My initial thoughts are that we would trade many of the conveniences we currently value for absolute, unambiguous clarity. For example:
- Would we get rid of most syntactic sugar? If there's only one, explicit way to write a `for` loop, the AI's output becomes more predictable and easier to review.
- Would we enforce extreme explicitness? Imagine a language where you must write `fn foo(none)` if there are no parameters, just to remove the ambiguity of `()`.

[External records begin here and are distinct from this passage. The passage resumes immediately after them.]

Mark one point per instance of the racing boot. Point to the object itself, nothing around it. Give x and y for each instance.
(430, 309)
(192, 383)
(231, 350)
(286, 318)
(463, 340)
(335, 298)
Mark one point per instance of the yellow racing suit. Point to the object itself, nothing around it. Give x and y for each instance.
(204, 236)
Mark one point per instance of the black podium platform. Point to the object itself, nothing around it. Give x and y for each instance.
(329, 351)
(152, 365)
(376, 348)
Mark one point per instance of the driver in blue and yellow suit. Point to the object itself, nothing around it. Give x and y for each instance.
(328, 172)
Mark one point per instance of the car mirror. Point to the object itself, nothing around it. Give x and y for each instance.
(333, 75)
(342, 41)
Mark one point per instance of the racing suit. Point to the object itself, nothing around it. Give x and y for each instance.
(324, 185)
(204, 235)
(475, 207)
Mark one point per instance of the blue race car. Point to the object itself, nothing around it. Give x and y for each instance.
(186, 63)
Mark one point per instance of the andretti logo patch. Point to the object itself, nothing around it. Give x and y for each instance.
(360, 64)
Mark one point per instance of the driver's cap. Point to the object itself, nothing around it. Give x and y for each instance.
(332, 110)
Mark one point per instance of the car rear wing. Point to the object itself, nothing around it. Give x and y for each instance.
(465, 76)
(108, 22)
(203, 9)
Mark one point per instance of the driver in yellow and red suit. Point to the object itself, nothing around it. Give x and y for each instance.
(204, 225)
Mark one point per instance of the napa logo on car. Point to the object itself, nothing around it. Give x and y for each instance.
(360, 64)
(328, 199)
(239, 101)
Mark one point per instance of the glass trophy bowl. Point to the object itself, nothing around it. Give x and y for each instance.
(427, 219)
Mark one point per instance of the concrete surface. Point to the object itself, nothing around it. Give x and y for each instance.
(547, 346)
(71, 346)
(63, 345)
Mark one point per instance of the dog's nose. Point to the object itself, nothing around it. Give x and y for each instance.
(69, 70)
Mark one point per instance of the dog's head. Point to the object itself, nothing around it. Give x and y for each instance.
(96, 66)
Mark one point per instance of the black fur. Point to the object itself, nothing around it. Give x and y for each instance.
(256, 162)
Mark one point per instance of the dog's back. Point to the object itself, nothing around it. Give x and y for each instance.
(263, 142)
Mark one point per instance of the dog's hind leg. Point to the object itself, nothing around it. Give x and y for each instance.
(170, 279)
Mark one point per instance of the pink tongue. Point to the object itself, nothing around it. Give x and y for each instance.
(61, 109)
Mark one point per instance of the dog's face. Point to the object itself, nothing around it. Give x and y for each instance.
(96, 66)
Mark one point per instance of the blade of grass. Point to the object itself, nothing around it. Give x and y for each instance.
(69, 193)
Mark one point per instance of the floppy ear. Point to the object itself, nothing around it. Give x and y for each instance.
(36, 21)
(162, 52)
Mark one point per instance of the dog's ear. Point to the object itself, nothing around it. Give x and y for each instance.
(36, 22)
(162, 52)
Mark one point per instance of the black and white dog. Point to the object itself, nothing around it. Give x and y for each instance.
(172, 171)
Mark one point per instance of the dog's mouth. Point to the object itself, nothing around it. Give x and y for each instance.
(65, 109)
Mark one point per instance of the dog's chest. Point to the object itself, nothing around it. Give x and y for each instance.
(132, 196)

- How would we handle safety? Would features like mandatory visibility (`pub`/`priv`) and explicit ownership annotations for FFI calls become central to the language itself, providing guarantees the reviewer can see instantly?
- Would such a language even be usable by humans for day-to-day work, or would it purely be a compilation target for AI prompts?
What trade-offs would you be willing to make for a language that gave you higher confidence in the code an AI generates?
Even after that, it will exhibit all the same problems as existing models and other languages. The unreliability of LLMs comes from the way they make predictions, rather than "retrieve" real answers, like a database would. Changing the content and context (your new language) won't change that.
I don't think it will work out easily like "a programming language for LLM" - but you can always have a discussion with ol' lama
So they'd likely go the other way. It's like how spoken languages have more redundancies built in.